Bölgede bulunan gazetecilere göre Hizbullah özellikle Kusayr kentine hâkim tepelerde konuşlanmak istedi ancak çatışmalar sonrası milis güçler püskürtüldü. Kusayr kenti Hizbullah için kritik öneme sahip.
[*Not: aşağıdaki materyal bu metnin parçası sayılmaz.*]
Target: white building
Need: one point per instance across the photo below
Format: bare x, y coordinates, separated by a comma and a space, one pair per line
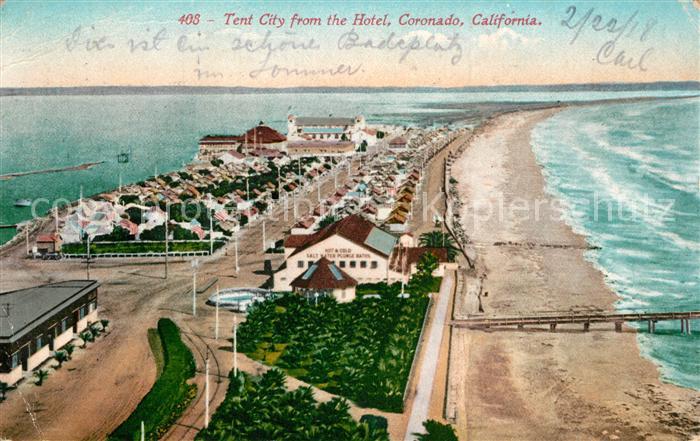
325, 128
354, 244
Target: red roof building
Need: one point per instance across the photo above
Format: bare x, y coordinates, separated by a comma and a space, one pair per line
261, 134
324, 278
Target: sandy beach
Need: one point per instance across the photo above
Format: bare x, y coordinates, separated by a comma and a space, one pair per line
535, 384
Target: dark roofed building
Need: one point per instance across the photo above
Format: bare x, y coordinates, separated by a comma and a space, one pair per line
324, 278
261, 135
35, 321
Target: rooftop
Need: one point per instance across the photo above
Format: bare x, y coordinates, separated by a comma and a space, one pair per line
31, 306
262, 134
354, 228
323, 274
324, 121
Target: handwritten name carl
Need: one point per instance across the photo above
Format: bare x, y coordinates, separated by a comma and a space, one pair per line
610, 53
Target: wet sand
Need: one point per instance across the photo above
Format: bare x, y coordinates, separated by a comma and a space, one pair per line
535, 384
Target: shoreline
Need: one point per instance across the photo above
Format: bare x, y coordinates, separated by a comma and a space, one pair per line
542, 385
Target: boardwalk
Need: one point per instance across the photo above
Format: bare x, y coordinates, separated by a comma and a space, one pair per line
584, 317
426, 377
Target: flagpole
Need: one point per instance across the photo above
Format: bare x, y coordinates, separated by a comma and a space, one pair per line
211, 234
236, 248
264, 236
216, 326
88, 259
235, 346
167, 249
206, 392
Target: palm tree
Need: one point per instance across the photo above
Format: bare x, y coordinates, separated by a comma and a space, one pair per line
438, 239
4, 387
61, 357
41, 375
69, 348
87, 336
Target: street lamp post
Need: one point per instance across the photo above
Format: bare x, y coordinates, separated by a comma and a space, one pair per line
235, 244
264, 238
195, 265
235, 346
206, 392
216, 324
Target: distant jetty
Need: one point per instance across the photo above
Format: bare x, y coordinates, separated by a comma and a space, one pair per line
85, 166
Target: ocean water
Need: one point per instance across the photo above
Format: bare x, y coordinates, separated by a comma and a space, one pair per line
161, 131
628, 176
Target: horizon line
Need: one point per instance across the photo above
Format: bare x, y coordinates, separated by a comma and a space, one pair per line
621, 86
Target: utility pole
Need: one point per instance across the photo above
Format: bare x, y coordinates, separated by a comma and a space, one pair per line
195, 264
279, 185
235, 244
216, 325
88, 259
206, 391
264, 238
167, 248
235, 346
294, 202
211, 233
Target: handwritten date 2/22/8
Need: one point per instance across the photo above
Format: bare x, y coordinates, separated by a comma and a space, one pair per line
631, 30
189, 19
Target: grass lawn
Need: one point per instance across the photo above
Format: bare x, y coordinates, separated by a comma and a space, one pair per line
137, 247
157, 350
361, 350
170, 394
261, 408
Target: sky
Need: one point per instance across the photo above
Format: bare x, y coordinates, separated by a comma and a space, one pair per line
109, 43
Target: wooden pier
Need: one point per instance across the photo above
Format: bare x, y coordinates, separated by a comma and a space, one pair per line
585, 318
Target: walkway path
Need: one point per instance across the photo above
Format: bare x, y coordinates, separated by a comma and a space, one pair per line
426, 378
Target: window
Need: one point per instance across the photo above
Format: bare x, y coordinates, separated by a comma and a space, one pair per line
15, 360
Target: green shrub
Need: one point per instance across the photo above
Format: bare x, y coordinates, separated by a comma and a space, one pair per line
261, 408
362, 350
436, 431
170, 394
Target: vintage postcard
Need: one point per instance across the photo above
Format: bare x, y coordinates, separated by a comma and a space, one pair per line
325, 220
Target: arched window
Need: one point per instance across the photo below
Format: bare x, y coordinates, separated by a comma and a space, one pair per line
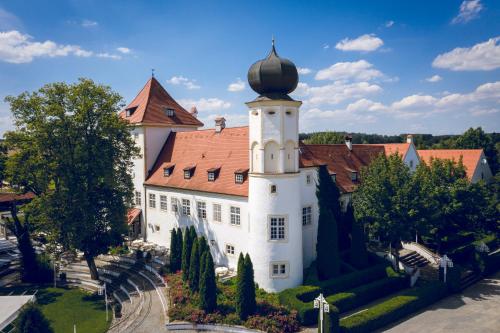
271, 155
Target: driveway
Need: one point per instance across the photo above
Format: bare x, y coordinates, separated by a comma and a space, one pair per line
477, 309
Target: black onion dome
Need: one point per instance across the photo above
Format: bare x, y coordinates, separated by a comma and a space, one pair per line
273, 77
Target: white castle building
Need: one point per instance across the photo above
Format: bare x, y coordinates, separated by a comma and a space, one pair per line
246, 189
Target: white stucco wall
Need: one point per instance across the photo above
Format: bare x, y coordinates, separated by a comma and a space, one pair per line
221, 233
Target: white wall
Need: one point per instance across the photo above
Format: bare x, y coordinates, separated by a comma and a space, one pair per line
221, 232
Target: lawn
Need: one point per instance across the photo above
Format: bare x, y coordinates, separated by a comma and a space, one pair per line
64, 307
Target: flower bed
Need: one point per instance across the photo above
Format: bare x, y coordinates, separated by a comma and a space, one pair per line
269, 317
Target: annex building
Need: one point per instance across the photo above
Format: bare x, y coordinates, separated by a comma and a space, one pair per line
247, 189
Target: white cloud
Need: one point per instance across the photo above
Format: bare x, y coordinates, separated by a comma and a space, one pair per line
205, 104
336, 92
239, 85
181, 80
18, 48
357, 70
434, 78
304, 70
89, 24
483, 56
124, 50
367, 42
469, 10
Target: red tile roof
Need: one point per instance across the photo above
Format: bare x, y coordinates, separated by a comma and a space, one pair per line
132, 214
470, 157
340, 160
150, 106
204, 149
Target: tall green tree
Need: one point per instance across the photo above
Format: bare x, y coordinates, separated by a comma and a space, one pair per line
75, 153
208, 288
32, 320
194, 267
327, 249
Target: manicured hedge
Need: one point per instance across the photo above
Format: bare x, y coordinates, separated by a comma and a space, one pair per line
399, 306
363, 294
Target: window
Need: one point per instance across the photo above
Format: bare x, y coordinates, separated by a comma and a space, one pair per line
277, 228
306, 215
186, 207
137, 198
229, 249
152, 200
217, 212
169, 112
175, 205
273, 189
238, 178
235, 216
334, 177
202, 210
279, 270
163, 202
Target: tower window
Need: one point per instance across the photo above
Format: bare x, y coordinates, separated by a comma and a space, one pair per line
169, 112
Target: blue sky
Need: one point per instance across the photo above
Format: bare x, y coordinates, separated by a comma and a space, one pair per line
366, 66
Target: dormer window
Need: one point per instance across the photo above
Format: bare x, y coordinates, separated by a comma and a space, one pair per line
334, 177
169, 112
354, 176
240, 175
213, 173
188, 172
167, 171
130, 111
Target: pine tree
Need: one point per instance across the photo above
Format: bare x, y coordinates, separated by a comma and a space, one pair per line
194, 267
173, 251
328, 257
32, 320
251, 303
358, 255
186, 254
208, 287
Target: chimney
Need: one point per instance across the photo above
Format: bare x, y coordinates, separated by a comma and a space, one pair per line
194, 111
220, 124
348, 141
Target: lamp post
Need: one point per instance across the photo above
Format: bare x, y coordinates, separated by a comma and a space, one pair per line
323, 306
445, 262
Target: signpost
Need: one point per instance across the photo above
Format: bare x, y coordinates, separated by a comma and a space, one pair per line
445, 262
323, 306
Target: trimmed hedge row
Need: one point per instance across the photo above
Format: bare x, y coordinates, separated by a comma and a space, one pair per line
363, 294
393, 309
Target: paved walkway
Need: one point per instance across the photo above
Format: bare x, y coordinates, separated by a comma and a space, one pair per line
477, 309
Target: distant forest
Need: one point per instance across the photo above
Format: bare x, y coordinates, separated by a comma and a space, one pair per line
473, 138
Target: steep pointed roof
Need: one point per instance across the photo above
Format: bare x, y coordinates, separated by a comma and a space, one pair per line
149, 108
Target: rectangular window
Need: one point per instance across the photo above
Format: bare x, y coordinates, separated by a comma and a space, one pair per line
137, 198
235, 216
186, 207
306, 215
163, 202
279, 269
175, 205
202, 210
217, 212
229, 249
152, 200
277, 228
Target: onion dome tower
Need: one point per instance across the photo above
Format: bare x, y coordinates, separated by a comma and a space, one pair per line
274, 196
273, 77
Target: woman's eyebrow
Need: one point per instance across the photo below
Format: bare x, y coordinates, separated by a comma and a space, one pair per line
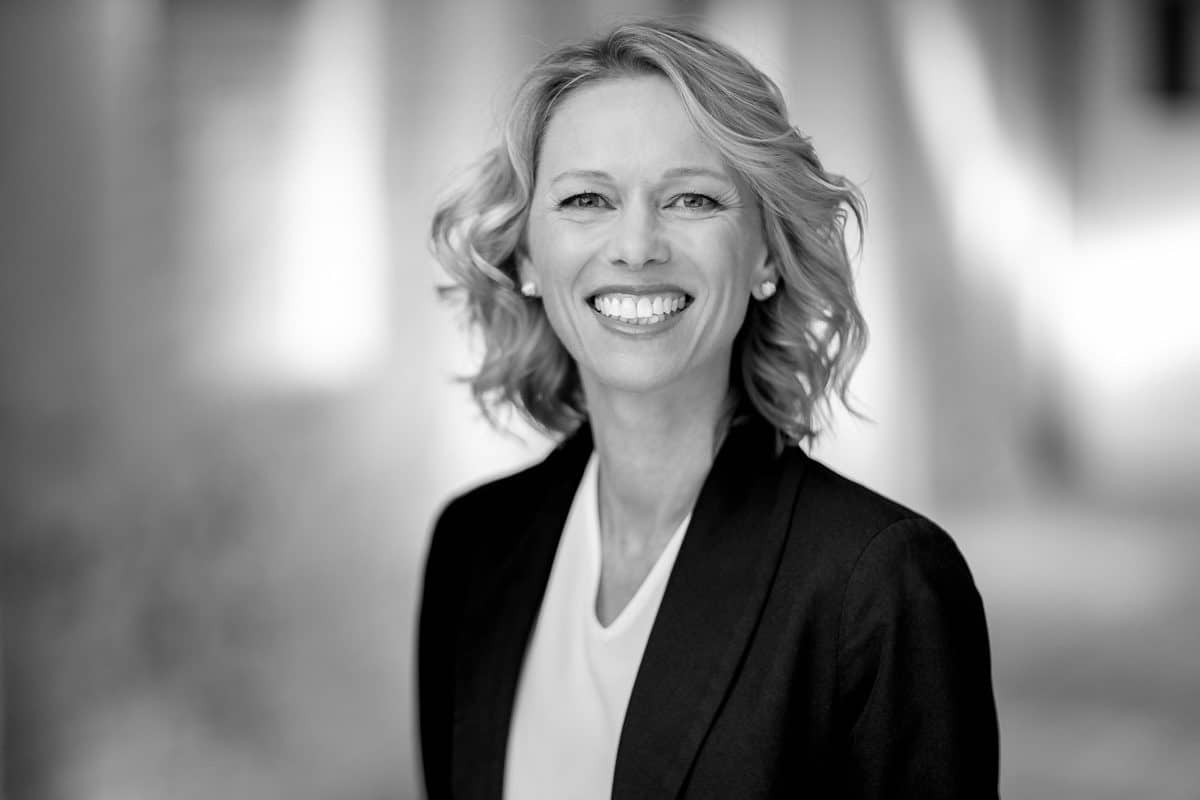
594, 174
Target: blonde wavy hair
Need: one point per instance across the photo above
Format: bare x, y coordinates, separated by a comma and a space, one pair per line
795, 350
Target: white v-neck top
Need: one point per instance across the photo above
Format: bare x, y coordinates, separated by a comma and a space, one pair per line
579, 674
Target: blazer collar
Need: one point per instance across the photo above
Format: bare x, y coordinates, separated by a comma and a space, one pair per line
712, 601
504, 595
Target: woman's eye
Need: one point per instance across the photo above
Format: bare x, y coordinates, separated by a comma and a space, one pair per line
695, 202
585, 200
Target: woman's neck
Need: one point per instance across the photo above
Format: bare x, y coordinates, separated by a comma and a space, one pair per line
654, 453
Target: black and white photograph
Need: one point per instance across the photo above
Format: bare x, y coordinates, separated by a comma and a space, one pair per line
571, 400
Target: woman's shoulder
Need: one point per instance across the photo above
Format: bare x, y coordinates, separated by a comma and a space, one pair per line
510, 500
865, 531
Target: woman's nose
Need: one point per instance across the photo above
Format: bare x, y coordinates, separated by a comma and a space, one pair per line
639, 239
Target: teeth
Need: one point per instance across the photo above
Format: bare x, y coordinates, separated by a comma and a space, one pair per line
639, 310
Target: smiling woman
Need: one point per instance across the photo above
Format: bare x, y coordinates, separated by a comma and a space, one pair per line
677, 601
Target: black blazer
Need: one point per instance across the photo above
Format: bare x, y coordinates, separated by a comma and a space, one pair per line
815, 639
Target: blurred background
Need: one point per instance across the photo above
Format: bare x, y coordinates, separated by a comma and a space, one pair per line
228, 410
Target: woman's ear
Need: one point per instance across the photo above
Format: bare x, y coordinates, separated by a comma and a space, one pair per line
526, 281
765, 278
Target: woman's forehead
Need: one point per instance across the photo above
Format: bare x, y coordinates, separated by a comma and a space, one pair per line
628, 124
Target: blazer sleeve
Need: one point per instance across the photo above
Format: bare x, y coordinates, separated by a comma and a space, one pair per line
915, 672
437, 625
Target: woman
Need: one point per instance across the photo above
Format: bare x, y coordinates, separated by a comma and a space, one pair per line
677, 601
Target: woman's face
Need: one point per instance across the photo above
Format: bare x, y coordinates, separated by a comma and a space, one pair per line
642, 241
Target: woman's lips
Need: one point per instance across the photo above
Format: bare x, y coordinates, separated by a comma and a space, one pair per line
640, 308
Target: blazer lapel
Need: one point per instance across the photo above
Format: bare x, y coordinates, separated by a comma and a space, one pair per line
498, 620
713, 599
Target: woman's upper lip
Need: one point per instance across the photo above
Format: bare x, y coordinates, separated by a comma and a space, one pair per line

Hizbullah buradan Suriye’ye askeri güç sokarak o dönem Halep’i muhaliflerden almış, ayrıca ‘’captagon’’ olarak bilinen uyuşturucuların geçiş güzergahını buradan işletmişti.
‘’SAHİL TUGAYI KALKANI ÖRGÜTÜ’’ KURULDU
Ayrıca Nusayrilerin yoğun olarak yaşadığı Tartus ve Lazkiye kırsalında yeni bir eski rejim yapılanması örgütleniyor. "Sahil Tugayı Kalkanı" adında yeni bir örgütün kurulduğu ve bu örgütün Suriye hükümetine karşı savaşacağı duyuruldu.
"Sahil Tugayı Kalkanı" Taburu olarak duyurulan örgüt, eski rejimden kalma silahlarla mücadele edecek, Özellikle Lazkiye dağlarında eski rejimden kaçan asker ve milislerin bulunduğu biliniyordu. Tugayın arkasında ise ‘’Suriye’de olaylar bitmeyecek diyen’’ İran’nın olduğu iddia ediliyor.
İRAN’NIN ROLÜ NE?
İran Dışişleri Bakanı Abbas Arakçi, İran'ın Suriye halkı tarafından seçilecek herhangi bir hükümeti desteklediğini söylemişti. Ancak "Suriyeli gençlerin" Şeriat'a karşı ayaklanmasına destek vereceğini açıklayan İran Dini Lideri Ali Hamaney'in açıklamalarıyla çelişiyor.
Ancak İran’nın 7 Ekim ‘’Aksa tufanı operasyonu’’nun ardından başlayan saldırı dalgası ile bölgedeki etkisi son yirmi yılın en zayıf döneminde olduğu biliniyor. Hizbullah’a askeri bir yardım yapamayan İran’nın "Sahil Tugayı Kalkanı" Taburuna Suriye içinde kriptolamış elemanları ile lojistik sağlayıp sağlayamayacağı merak konusu.